Name | Matric |
---|---|
ADAM WAFII BIN AZUAR | A20EC0003 |
AHMAD MUHAIMIN BIN AHMAD HAMBALI | A20EC0006 |
FARAH IRDINA BINTI AHMAD BAHARUDIN | A20EC0035 |
MUHAMMAD DINIE HAZIM BIN AZALI | A20EC0084 |
MIKHEL ADAM BIN MUHAMMAD EZRIN | A20EC0237 |
Web scraping is the process of extracting data from websites, and it has become increasingly popular for research and analysis purposes. One type of data that is particularly valuable is publication content, as it provides insights into academic research and trends. In this assignment, we will explore web scraping publication content from a relevant website, such as Google Scholar.
Google Scholar is a popular search engine for academic publications, making it an excellent source for web scraping data related to the Faculty of Computing at Universiti Teknologi Malaysia. To scrape data from Google Scholar, we used Python and several libraries, including google-search-results and SerpAPI. A challenge that we've encountered is that there are lots of metadata hidden which are not scrapable at the moment using SerpAPI.
There are several libraries available for web scraping publication content, including Beautiful Soup, Scrapy, and Selenium. We chose to use SerpAPI because it's very intuitive and user friendly and overall is alot easier to use than the other libraries since there are alot of built-in functions that are readily available to us.
SerpApi is a third-party tool that provides a simplified way to extract search engine results pages (SERPs) and other data from Google, Bing, Yahoo, Baidu, and other search engines. Here are some of the benefits of using SerpApi for web scraping:
-
Easy to Use: SerpApi provides an easy-to-use API that requires no setup or configuration, making it accessible to both experienced and novice users.
-
Saves Time and Effort: With SerpApi, you can retrieve search results and other data with just a few lines of code, which saves you time and effort compared to manually scraping web pages.
-
Reliable and Scalable: SerpApi uses smart algorithms to bypass search engine blocks and provides a reliable and scalable solution for scraping search engines, reducing the risk of getting blocked or flagged.
-
Handles Captchas: SerpApi automatically handles CAPTCHAs and other anti-scraping measures, making it easier to scrape search engines without getting blocked.
-
Cost-Effective: SerpApi offers affordable pricing plans that suit both small-scale and enterprise-level web scraping needs, which can help you save on infrastructure and development costs.

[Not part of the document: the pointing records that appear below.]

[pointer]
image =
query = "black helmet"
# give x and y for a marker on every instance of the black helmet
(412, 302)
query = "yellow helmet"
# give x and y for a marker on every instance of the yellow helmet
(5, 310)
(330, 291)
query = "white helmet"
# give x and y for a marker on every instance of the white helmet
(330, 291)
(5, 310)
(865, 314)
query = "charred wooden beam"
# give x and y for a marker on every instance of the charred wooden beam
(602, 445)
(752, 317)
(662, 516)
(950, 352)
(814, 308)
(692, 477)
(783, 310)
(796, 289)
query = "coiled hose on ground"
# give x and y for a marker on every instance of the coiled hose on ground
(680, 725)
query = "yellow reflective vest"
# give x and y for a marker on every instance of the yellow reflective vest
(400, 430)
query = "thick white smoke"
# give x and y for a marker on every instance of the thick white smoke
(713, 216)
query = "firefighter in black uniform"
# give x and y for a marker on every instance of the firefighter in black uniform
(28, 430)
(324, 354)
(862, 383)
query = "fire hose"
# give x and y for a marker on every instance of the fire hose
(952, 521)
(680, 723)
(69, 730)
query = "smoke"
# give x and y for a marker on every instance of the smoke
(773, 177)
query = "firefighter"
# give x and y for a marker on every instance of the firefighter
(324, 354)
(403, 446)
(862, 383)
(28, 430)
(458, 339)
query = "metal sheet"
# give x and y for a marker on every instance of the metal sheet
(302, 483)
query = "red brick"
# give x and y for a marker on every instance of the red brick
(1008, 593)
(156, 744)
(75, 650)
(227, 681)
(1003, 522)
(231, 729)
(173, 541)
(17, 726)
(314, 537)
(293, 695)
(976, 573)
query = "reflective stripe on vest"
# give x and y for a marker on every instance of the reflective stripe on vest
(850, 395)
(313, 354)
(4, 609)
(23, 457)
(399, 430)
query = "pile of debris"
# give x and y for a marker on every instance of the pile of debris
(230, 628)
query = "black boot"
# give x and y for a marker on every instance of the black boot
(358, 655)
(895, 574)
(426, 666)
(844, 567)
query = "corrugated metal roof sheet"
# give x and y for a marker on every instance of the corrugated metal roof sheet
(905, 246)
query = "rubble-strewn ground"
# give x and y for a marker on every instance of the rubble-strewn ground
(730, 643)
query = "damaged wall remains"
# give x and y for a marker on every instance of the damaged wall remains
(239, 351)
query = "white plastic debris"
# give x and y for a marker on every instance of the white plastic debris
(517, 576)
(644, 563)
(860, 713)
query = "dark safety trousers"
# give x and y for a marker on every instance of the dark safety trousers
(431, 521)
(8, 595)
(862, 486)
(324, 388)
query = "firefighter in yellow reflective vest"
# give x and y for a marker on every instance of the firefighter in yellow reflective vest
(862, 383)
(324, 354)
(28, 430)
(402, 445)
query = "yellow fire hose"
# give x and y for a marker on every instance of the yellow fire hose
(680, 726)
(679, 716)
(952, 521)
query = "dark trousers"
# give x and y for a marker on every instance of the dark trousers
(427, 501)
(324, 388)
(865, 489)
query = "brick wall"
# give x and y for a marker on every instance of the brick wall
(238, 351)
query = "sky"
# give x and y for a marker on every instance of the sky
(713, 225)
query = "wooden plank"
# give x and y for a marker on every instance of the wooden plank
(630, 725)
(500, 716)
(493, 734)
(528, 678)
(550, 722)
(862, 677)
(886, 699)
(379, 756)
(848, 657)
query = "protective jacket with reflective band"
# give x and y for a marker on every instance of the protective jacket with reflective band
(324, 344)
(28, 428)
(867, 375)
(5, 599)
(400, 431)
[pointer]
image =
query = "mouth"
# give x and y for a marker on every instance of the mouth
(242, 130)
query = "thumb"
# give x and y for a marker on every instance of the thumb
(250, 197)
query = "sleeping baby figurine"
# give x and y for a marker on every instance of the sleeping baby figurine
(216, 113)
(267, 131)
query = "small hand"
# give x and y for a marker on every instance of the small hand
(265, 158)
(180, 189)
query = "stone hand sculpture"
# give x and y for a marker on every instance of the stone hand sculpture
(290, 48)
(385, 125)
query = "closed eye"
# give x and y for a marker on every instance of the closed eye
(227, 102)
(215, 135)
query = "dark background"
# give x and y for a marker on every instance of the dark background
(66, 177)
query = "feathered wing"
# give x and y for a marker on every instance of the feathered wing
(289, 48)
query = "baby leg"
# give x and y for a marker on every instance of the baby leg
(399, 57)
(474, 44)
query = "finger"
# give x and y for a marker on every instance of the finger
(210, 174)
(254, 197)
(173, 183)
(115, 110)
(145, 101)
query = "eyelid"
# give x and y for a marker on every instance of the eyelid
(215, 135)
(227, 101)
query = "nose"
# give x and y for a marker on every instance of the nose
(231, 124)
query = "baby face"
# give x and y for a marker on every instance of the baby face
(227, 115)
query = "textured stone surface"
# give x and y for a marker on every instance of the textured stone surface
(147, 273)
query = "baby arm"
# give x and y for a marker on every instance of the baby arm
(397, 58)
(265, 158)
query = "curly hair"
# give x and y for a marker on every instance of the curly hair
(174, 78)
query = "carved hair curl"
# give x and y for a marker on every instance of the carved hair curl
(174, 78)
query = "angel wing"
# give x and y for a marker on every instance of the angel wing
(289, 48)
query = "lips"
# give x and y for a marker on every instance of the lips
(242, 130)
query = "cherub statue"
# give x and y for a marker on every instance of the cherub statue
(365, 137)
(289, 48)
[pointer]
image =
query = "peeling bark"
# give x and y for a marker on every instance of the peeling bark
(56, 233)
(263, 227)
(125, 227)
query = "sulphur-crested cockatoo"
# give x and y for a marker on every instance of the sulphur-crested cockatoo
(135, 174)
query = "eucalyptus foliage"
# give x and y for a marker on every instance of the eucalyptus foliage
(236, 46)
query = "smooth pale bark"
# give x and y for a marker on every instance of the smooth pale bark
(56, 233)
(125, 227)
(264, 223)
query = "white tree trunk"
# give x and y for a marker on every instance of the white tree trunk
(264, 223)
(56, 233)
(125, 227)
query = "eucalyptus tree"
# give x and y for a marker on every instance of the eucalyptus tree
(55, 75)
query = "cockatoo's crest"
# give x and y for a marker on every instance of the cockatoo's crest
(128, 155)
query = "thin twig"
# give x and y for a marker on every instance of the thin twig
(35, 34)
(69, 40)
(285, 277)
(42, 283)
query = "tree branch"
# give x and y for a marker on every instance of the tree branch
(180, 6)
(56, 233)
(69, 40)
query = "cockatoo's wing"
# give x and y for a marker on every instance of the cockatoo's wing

Overall, SerpApi is a reliable and user-friendly solution for scraping search engines that can save you time, effort, and costs while providing a scalable and reliable way to extract data from search engines.

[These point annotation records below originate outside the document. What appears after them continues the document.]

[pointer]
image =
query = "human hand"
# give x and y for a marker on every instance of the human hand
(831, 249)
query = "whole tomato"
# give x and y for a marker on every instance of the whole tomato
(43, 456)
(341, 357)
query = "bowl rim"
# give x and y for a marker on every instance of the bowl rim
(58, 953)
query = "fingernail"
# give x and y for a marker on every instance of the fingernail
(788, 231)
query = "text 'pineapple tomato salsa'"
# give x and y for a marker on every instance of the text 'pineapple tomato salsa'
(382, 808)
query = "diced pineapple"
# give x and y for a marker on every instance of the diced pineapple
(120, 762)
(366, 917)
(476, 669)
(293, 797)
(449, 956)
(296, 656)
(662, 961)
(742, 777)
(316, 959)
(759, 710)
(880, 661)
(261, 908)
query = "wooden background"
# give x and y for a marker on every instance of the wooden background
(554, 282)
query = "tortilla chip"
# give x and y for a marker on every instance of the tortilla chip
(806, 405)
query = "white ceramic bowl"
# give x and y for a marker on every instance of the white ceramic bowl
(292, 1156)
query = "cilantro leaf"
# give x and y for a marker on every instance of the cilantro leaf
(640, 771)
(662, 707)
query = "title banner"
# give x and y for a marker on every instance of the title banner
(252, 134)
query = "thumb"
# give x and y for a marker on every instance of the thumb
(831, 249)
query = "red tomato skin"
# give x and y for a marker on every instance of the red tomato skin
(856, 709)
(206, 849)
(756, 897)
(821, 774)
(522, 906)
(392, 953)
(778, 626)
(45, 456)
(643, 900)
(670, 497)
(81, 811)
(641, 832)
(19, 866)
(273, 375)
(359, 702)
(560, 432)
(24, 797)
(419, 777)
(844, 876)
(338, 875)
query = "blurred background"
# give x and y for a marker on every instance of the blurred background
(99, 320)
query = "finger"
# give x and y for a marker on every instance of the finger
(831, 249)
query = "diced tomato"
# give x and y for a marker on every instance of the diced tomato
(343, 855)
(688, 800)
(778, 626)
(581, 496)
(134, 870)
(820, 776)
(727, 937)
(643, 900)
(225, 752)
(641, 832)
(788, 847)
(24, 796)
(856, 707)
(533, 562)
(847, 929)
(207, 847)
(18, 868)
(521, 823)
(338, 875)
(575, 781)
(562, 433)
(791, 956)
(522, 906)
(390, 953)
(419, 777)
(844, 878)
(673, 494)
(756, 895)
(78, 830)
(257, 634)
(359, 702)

Once we have scraped the data we wanted, we stored it in MongoDB using the pymongo library. The steps to do so are as follows.
- Install pymongo library and import a few modules
!pip install pymongo
from pymongo import MongoClient
from pymongo.mongo_client import MongoClient
from pymongo.server_api import ServerApi
- Test the connection to see if Google Colab can connect to the database
uri = "mongodb+srv://mikhel:[email protected]/?retryWrites=true&w=majority"

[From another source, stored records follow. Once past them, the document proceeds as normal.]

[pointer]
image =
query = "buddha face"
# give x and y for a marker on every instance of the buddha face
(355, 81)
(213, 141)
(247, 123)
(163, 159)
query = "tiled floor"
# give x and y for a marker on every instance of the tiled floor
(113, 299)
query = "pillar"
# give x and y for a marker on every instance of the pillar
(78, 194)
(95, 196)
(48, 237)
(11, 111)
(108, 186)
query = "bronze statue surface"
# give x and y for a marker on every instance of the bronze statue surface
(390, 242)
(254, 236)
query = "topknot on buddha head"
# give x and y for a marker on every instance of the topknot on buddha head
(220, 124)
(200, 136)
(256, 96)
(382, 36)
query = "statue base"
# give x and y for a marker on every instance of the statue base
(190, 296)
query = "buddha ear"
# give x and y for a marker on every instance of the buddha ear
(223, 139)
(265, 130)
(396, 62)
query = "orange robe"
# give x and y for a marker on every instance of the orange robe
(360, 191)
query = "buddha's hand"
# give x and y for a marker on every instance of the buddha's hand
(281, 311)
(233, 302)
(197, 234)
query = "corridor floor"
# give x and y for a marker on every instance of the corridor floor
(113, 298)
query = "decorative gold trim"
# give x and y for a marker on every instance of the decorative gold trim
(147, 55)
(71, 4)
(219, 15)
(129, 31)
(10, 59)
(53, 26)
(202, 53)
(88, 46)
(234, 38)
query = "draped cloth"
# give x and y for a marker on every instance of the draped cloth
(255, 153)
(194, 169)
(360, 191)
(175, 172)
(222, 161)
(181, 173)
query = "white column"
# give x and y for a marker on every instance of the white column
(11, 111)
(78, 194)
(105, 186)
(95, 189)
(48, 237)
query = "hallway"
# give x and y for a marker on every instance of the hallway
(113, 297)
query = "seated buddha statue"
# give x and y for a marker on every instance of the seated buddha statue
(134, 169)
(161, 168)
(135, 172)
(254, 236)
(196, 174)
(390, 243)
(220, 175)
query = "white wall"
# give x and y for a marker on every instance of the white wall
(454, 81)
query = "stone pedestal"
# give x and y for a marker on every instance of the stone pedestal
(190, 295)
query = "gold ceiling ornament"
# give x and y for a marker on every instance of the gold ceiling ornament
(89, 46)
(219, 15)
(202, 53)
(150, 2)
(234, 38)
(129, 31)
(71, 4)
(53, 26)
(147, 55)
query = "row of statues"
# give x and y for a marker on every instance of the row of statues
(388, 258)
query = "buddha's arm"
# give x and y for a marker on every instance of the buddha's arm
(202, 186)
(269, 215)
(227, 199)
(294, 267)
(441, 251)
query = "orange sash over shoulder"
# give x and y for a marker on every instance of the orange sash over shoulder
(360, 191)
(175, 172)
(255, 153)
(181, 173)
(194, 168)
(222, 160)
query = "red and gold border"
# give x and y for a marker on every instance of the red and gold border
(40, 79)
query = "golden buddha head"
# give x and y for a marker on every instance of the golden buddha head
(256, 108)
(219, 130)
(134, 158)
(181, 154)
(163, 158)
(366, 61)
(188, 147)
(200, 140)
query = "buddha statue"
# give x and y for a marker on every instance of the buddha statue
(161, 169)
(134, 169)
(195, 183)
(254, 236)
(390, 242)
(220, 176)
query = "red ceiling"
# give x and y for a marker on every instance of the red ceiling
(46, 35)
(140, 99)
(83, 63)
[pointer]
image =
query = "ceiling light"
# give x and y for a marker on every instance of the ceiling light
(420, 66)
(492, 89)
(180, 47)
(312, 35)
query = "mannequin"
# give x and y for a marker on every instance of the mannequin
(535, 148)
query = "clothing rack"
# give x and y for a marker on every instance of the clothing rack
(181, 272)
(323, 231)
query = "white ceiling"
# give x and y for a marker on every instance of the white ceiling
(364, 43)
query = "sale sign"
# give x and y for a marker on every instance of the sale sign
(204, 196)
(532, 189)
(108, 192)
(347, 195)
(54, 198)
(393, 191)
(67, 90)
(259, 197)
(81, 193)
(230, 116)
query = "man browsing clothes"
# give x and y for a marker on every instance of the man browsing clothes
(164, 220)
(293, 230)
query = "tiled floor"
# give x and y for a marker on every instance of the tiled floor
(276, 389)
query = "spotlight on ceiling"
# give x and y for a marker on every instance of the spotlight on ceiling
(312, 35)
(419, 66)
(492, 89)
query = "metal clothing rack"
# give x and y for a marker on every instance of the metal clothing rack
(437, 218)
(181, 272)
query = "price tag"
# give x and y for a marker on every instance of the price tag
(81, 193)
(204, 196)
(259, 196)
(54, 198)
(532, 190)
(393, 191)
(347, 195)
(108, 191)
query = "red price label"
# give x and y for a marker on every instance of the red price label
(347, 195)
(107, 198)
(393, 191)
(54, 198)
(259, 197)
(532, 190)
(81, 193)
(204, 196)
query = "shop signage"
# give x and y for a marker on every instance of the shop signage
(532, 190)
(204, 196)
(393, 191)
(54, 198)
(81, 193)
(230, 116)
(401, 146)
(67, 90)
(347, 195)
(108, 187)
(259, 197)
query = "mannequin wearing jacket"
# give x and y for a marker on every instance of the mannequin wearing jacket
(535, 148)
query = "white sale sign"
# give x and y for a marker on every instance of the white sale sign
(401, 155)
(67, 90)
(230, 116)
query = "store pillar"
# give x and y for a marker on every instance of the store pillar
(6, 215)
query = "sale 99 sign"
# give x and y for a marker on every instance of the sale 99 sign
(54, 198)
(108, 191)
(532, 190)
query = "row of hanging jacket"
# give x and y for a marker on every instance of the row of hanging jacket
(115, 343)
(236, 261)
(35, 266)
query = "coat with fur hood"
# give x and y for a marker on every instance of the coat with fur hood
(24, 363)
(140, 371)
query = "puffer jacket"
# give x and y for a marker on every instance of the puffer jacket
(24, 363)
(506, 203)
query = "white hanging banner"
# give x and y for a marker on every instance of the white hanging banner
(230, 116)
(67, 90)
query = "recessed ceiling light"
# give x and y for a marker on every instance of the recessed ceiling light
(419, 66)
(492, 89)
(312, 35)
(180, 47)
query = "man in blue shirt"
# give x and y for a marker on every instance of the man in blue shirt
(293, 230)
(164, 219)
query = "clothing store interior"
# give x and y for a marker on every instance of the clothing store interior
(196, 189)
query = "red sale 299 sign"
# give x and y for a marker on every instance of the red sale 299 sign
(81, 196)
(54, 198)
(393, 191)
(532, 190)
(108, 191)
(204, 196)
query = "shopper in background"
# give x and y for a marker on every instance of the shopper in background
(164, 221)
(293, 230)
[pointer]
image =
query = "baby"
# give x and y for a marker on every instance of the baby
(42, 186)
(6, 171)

# Create a new client and connect to the server
client = MongoClient(uri, server_api=ServerApi('1'))
# Send a ping to confirm a successful connection
try:
client.admin.command('ping')
print("Pinged your deployment. You successfully connected to MongoDB!")
except Exception as e:
print(e)
- Finally, upload the data to the database by using the code below
# Connect to MongoDB
client = pymongo.MongoClient('mongodb+srv://mikhel:[email protected]/test')
db = client['GoogleScholar']
collection = db['FacultyOfComputingUTM']
data = df_foc_utm.to_dict(orient='records')
collection.insert_many(data)
In conclusion, we successfully managed to use SerpAPI to web scrape Google Scholar with the search query "Faculty of Computing, Universiti Teknologi Malaysia" and save the results to MongoDB.
Web scraping publication content is important for data analysis as it provides a way to extract large amounts of data quickly and easily. This data can then be used to identify trends, patterns, and insights that can inform decision-making and research.
Given the constraints we had when completing this assignment, we still managed to scrape relevant data needed for this task. However, moving forward, there are several suggestions for future research or analysis using the data set obtained from Google Scholar. For example, we could explore the most cited authors and publications in the field of computing at Universiti Teknologi Malaysia, or analyze the topics and themes of the publications to identify areas of research that are currently receiving the most attention. Additionally, we could compare the research output of the Faculty of Computing at Universiti Teknologi Malaysia to other institutions in the region to identify strengths and weaknesses in research capacity. Overall, there is a wealth of information that can be extracted from web scraping publication content, and this data can provide valuable insights for researchers and decision-makers alike.